De jeunes adultes. Marie (Monia Chokri, une révélation) et Francis (Xavier Dolan) sont de grands amis. Elle est straight; lui, gai. On ne sait trop ce qui scelle leur amitié de façon aussi solide, mais ces deux êtres partagent visiblement une grande complicité. Laquelle sera remise en cause le jour où, au cours d’un dîner, ils font la rencontre de Nicolas (Niels Schneider). Ce jeune éphèbe tout droit sorti d’un film de Visconti ou de Pasolini leur chavire instantanément les sens à tous les deux. La chanson qu’a choisie l’auteur cinéaste pour ponctuer leur rencontre – la sublime Le temps est bon, tirée du film Les mâles de Gilles Carle – suggère alors la prémisse d’un triangle amoureux. Mais il n’en sera rien. Nicolas se cloîtrera dans l’angle manquant, bien que s’amusant parfois à laisser croire le contraire avec l’une ou avec l’autre. On passe de triangle à duel. Féroce au point de menacer l’amitié des duellistes.
Le coeur a ses raisons...
Là réside d’ailleurs le thème principal du film : le rejet amoureux quand l’esprit s’emballe sans raison. Autant les témoins inconnus sont éloquents – et lucides – dans leurs propos; autant les protagonistes semblent plutôt vouloir se réfugier dans leur monde imaginaire. Jusqu’à ce que la réalité les rattrape. Maladroits, perdant leurs moyens dès qu’ils se retrouvent en présence de leur objet de désir, Marie et Francis camouflent leur malaise sous une bonne couche de superficialité et de cynisme. Le dernier acte suggère en outre une impasse, les deux amis restant coincés dans ce cercle vicieux pendant un bon moment encore.
Le récit est par moments flottant – moins de maîtrise à cet égard – mais le style, assurément, épate. Truffé de références cinématographiques, littéraires et artistiques, Les amours imaginaires prend ici la forme d’un essai.

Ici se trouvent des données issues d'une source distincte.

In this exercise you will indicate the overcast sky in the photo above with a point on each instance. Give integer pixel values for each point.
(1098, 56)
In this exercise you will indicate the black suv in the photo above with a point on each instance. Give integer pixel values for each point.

Et confirme le talent d’un auteur cinéaste dont la carrière est déjà passionnante à suivre.
Beaucoup de chansons sont par ailleurs utilisées pour faire évoluer le récit de ce film «sans histoire». De Dalida (Bang Bang) à Indochine (Troisième sexe) en passant par Renée Martel (Viens changer ma vie – il fallait la trouver celle-là!) et bien d’autres, celles-ci sont tirées du répertoire de plusieurs époques. Et utilisées de façon judicieuse.
LES AMOURS IMAGINAIRES
Comédie dramatique réalisée par Xavier Dolan. Avec Monia Chokri, Xavier Dolan, Niels Schneider, Anne Dorval. 1h41.
Une rivalité s’installe entre deux amis, Marie et Francis, le jour où ils s’éprennent tous deux d’un même jeune homme.
Le style épate davantage que le récit. Une expérience ludique.